The fact that he hasn't had the DC overnight might be a factor, but you'll look silly saying it is because he doesn't want to when he is applying to court to do just that. They will try to help you reach an agreement on the day, with the help of the CO, and the judge might say what he is thinking of doing. Sometimes a judge will make a preliminary order right then (eg in this case for overnights to start) but it is more usual when there isn't agreement to ask for statements and a full Cafcass report.

NAR4 Sun 01-Feb-15 16:40:55

We are still having Mediation and yes it is a MIAM Mediator. We agreed my ex could see them when he wanted, obviously with I reason. He complained then that he wanted to go to court and legally be given set days. The Mediator said it would be pointless going to court as I was giving him free access.

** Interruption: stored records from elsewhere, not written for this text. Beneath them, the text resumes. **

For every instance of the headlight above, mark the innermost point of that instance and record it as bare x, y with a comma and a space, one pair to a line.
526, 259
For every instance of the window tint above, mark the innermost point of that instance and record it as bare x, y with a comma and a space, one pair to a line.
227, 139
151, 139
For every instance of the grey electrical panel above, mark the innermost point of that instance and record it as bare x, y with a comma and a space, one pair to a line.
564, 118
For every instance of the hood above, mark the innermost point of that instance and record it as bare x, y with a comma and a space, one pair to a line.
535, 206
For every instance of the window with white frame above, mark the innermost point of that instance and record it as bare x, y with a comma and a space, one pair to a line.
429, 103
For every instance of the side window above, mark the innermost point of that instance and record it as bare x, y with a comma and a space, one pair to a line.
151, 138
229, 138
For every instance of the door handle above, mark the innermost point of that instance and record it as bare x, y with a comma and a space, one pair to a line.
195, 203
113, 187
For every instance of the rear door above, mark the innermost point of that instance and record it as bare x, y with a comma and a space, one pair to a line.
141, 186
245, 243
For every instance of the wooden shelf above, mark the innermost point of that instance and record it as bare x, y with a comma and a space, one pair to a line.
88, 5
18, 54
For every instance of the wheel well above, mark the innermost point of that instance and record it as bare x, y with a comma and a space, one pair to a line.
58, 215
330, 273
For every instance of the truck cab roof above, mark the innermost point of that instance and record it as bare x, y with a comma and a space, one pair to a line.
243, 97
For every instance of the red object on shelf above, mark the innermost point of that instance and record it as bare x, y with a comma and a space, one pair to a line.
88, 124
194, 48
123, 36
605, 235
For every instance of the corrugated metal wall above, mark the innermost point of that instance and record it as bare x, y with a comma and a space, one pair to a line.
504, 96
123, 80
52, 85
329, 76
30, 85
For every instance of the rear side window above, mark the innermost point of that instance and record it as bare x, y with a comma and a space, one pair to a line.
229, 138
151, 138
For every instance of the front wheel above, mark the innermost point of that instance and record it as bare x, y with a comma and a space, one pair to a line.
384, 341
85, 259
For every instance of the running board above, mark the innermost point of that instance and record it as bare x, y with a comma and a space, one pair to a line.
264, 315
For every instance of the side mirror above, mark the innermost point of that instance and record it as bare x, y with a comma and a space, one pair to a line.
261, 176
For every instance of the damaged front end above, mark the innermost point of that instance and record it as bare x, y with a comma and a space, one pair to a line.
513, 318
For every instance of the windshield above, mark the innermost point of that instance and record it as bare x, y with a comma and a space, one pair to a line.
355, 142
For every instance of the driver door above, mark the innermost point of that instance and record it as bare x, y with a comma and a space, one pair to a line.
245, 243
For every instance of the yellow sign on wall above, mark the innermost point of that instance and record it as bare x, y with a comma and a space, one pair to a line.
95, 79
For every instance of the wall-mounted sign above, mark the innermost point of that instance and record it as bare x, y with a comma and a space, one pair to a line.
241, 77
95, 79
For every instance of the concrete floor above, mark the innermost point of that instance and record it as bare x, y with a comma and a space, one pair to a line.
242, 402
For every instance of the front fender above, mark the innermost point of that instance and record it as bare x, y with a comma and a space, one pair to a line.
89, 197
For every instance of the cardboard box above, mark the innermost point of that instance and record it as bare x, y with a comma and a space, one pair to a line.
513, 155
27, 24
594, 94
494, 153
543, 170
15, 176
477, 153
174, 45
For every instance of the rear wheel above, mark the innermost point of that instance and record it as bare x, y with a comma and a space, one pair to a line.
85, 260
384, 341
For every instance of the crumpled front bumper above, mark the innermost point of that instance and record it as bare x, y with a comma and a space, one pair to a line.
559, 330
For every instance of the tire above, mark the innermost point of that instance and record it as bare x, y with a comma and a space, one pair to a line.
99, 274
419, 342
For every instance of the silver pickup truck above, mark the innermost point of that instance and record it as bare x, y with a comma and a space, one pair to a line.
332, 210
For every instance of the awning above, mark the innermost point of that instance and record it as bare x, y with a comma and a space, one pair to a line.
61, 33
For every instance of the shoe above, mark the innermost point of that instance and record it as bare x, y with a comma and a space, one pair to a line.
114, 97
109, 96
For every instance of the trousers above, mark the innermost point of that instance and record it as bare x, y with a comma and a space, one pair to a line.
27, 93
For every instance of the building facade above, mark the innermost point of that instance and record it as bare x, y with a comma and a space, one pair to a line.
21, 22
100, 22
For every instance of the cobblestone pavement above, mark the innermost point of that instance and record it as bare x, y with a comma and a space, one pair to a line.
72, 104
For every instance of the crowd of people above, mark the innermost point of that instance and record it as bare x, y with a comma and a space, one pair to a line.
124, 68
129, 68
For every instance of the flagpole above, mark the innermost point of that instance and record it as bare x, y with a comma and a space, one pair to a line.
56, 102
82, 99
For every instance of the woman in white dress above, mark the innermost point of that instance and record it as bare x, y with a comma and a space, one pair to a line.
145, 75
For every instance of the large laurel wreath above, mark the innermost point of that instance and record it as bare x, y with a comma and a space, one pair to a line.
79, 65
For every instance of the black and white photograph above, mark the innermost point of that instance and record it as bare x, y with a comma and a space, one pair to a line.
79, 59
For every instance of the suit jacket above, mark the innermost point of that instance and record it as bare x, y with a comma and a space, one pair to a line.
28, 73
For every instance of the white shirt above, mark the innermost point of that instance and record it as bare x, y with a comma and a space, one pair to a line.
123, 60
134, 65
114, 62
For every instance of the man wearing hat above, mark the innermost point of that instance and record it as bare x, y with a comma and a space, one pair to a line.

Well now he is claiming I am stopping him from seeing the children, I assume he would simply say I hadn't stuck to the agreement made at Mediation. What do I do if after going to court he says I'm not sticking to the court order? How would I prove I was?

balia Sun 01-Feb-15 18:19:11

This mediator gave an awful lot of advice, for someone who said she wasn't allowed to give advice!

In order to make an application to the court, the mediator would have to fill in a form saying that the mediation had failed. His sol must know this.

Contact is generally organised around set days for the benefit of the DC, so they know contact will be regular. If mediation is on going, I suggest that you raise the solicitor's letter and start talking about overnights and weekends. Much better to sort it out between you than go through the whole court process.